A supervisor’s job “is to prevent exactly what we saw occur,” he continued. “Police work can be quite emotional, and it’s the supervisor that’s supposed to be there to rein everyone in.”

Burkhalter said that the officers involved in the Nichols incident likely should not have been hired in the first place, reasoning that the conduct shown in the video “is not something that you can train away.”

“What do you do? Train somebody and say, ‘Hey, by the way, we don’t kill people’?” he said. “That’s just basic humanity.”

Even if improper police conduct is chalked up to a few bad apples, he said it raises some questions. “Who is the person inspecting the bag of apples? Who’s monitoring the picking of those apples?” he said.

Burkhalter — who served 20 years with the NYPD, following in the footsteps of his father — also pointed to a lack of timely medical response and a lack of bystander intervention for things ending the way they did in Memphis.

“It’s rarely just one officer on the scene,” he said of high-profile police killings, including the 2020 murder of George Floyd, which led to the firing and prosecution of four Minneapolis officers. “There are many officers and, in some way shape or form, they’re at least watching the interaction unfold.”

Even if a bystanding officer’s actions don’t rise to the level of criminal offenses, Burkhalter said they should still be held liable within their department for not intervening.

He recommended continuous mental health checks for officers ― not just when they’re first hired ― as well as a pay hike and at least two years of academy training for all new recruits. As for whether this is unaffordable, he suggested that it’s worth the investment and that training resources could be provided by public institutions like universities.

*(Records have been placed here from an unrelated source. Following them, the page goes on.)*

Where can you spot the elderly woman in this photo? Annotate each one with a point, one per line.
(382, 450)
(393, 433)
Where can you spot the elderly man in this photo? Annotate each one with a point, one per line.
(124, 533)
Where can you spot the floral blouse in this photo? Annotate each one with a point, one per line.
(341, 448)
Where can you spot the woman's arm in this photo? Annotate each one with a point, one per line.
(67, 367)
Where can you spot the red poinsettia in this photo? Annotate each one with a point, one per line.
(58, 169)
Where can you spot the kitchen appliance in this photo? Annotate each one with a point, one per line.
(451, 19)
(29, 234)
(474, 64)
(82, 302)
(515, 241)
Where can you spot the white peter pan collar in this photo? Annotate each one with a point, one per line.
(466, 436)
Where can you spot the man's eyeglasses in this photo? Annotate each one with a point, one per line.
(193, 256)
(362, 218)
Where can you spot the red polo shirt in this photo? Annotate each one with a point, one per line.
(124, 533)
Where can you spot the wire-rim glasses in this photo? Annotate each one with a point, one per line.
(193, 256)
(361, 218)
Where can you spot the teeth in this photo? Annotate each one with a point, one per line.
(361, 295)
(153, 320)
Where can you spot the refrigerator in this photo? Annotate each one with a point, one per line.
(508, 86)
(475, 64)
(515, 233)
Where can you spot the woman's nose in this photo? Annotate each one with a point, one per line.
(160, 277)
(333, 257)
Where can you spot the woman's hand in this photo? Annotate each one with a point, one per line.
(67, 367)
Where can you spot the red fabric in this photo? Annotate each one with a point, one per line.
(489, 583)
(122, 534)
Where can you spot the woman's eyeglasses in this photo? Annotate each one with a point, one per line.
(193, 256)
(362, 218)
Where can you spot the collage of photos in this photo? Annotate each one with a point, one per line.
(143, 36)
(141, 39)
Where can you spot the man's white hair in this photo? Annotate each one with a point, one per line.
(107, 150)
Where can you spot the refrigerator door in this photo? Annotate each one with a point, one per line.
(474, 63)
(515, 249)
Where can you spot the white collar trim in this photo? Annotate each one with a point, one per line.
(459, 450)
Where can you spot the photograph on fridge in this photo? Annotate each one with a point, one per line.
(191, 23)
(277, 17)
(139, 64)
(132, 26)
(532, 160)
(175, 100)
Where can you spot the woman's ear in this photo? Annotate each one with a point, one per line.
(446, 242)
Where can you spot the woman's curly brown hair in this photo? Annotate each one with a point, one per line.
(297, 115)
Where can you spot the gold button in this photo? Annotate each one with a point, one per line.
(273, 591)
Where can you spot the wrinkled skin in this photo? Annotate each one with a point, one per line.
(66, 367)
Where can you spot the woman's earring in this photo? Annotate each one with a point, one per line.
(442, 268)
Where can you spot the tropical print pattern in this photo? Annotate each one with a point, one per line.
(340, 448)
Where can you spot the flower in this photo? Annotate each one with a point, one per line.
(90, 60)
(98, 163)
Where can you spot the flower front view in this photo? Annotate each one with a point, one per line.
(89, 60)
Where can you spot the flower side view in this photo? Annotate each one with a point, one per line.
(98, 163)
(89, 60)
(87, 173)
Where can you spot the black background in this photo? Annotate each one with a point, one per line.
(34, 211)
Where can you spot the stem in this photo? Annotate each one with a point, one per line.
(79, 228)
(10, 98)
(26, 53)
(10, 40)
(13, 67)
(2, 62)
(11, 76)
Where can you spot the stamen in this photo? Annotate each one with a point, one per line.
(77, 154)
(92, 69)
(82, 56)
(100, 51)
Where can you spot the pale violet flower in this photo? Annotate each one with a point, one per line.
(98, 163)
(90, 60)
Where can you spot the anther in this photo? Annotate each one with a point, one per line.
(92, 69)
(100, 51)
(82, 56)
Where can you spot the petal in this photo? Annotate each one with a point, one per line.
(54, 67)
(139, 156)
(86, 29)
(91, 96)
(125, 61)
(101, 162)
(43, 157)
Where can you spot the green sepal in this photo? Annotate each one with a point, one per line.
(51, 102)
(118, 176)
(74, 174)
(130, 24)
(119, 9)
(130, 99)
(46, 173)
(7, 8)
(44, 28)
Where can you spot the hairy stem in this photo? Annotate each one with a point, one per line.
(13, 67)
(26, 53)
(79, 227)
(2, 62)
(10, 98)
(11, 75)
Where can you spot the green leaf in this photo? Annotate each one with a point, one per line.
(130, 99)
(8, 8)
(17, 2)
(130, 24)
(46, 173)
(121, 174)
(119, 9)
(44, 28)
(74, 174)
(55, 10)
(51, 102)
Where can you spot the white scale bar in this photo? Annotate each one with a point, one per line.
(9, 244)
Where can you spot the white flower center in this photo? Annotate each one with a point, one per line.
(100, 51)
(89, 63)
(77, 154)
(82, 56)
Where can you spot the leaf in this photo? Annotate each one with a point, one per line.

Developing a program like this is a personal “pipe dream,” he said, and one that he hopes a smaller jurisdiction might take on.

“It should be a competitive process. We should have people knocking down the door to serve their communities as police officers,” Burkhalter said. “It should be something that requires a rigorous educational background, rigorous training and a rather long onboarding process to ensure that this is the right profession for every person.”

The Memphis Police Association, which represents more than 2,000 commissioned police officers and retirees, said in a statement shortly after the Nichols video’s release that it is “committed to justice.” It did not outright condemn officers’ actions.